I'm attempting to use LASSO for a slightly different function than originally designed. I have a 22 different tasks on a test, which, when averaged, produce a final score. I want to see which combination of a limited number of tasks would best predict the overall score with the hopes of creating a short form of this test.

I'm using glmnet to run the lasso next, and it runs as expected. I can then easily find the model at a given lamda with

coef(cvfit, s = s)

However, I am wondering if it would be possible to specify the n of predictors that have non-zero coefficients, rather than the penalization parameter?

I've set up a very inefficient way of doing this as shown below by extracting the models from a grid of test lambdas, but I was wondering if there is a more efficient way of doing this

nvar <- list()
coeffs <- list()

for(j in 1:20000) {

  s <- j / 20000

  coeffs[j] <- coef(cvfit, s = s) ##Get coefficient list at given lamda

  nvar[j] <- sum(as.vector(coef(cvfit, s = s)) != 0) - 1 ##Count number of variables with non-zero coeff and subtract one because intercept is always non-zero

}

nvar <- unlist(nvar)

getlamda <- function(numvar = 4) {

  min.lambda <- min(lambdas[nvar == numvar]) / 20000 ##Find the smallest lambda which resulted in the given number of non-zero coefficients

  coeffs[min.lambda]

}

Solution

  • After playing with Blended's solution above, I realized that there is an even simpler way of doing this.

    Using the Boston dataset used in the example:

    library(dplyr)
    library(glmnet)
    
    (boston <- MASS::Boston %>% tbl_df())
    
    tr_x <- model.matrix(medv ~ ., data = boston)[,-1]
    tr_y <- boston$medv
    cvfit <- glmnet(tr_x, tr_y)
    

    The cvfit object already has all the components we need to find the answer for a given number of variables. df is the number of degrees of freedom, and is the number of variable parameter in which we are interested. lambda is the lambda for each model.

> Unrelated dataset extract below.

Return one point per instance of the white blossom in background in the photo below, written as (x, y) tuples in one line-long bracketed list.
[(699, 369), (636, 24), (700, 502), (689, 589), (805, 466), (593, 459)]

    So we can create a simple function that returns the best model for a given number of variables.

    get_nparam <- function(mod, numvar) {
    
      coef(mod, s = with(cvfit, min(lambda[df == numvar])))
    
    }
    
    get_nparam(cvfit, 4)
    
    #14 x 1 sparse Matrix of class "dgCMatrix"
    #                       1
    #(Intercept) 15.468034114
    #crim         .          
    #zn           .          
    #indus        .          
    #chas         .          
    #nox          .          
    #rm           3.816165372
    #age          .          
    #dis          .          
    #rad          .          
    #tax          .          
    #ptratio     -0.606026131
    #black        0.001518042
    #lstat       -0.495954410
    #
    

    Thanks again to Blender for a different solution and putting me on the path to this.